Clinical metagenomics by nanopore sequencing to improve the success rate of respiratory pathogen identification

Abstract

Background Respiratory infections can be caused by viruses, bacteria and fungi affecting the upper or lower respiratory tract. They are associated with high morbidity, mortality, and prolonged hospitalisation. Culture-based identification of infection agents is time-intensive (48-72 hours) and contingent on microorganism viability in the samples. As a result, empirical antibiotic use affects the microbiota and increases resistance. Metagenomics, on the other hand, analyses all genetic material and can identify most microorganisms in less than 24 hours. The aims of this work were to evaluate the success rate of culture-based identification of causative agents of respiratory infection, at Centro Hospitalar Baixo Vouga (Aveiro, Portugal), between 2017 and 2022 and to compare the efficacy of nanopore sequencing with the culture method, in identifying aetiological infectious agents. Materials In a retrospective analysis, infection-causing agents were identified in respiratory samples from emergency departments, hospital admissions, and specialist consultations. This study encompassed 7455 culture results from sputum, endotracheal aspirates, bronchoalveolar aspirates, and lavages. Samples from the lower respiratory tract were examined through metagenomic analyses: six with negative or polymicrobial culture results and six with culture identification. The traditional culture results were compared with the nanopore sequencing using MinION® technology and analysed on the EPI2ME platform. Results The success rate of pathogen identification, retrieved from culture, was consistently less than 50%, regardless of sample type. Endotracheal aspirate had the highest and bronchoalveolar lavage the lowest success rate, with 40,1% and 15,3%, respectively. Pseudomonas aeruginosa was the most commonly isolated microorganism, identified in 22,7% of positive samples. Comparing the two methodologies, from six samples with positive culture results, five nanopore sequencing accurately matched the culture findings. Nanopore sequencing successfully identified microorganisms in four out of six samples whereas culture-based identification was unsuccessful. Two hours of sequencing proved to be effective in the identification of microorganisms and resistance genes.

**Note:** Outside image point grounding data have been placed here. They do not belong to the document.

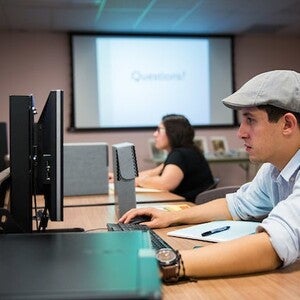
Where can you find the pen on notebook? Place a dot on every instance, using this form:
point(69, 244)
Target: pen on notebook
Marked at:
point(210, 232)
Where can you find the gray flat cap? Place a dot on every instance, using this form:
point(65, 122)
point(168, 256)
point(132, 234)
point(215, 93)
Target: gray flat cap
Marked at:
point(280, 88)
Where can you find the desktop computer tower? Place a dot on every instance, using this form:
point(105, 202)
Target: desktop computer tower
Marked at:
point(125, 170)
point(3, 146)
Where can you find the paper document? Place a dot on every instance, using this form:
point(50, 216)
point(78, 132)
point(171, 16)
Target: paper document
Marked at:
point(217, 231)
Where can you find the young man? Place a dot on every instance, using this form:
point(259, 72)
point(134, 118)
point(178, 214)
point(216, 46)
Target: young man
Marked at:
point(270, 129)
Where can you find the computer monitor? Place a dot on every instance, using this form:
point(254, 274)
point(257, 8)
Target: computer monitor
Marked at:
point(3, 146)
point(36, 159)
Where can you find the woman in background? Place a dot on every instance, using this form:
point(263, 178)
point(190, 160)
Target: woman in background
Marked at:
point(185, 171)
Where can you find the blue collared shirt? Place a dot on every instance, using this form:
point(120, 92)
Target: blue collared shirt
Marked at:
point(273, 197)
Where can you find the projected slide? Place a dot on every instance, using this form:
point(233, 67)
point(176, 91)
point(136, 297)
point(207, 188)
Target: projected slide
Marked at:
point(136, 76)
point(132, 81)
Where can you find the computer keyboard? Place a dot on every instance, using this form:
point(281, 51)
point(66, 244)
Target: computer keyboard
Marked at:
point(156, 240)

Comparing the two methodologies, within six samples with positive culture results, five were a match.

Conclusions Poor culture results highlight the need for an alternative and faster infection aetiological agent identification method. Clinical metagenomics can be an alternative to improve success rates and response times, leading to a targeted and appropriate therapy. Future studies will refine this approach and evaluate its cost-effectiveness and impact on antimicrobial resistance prevention.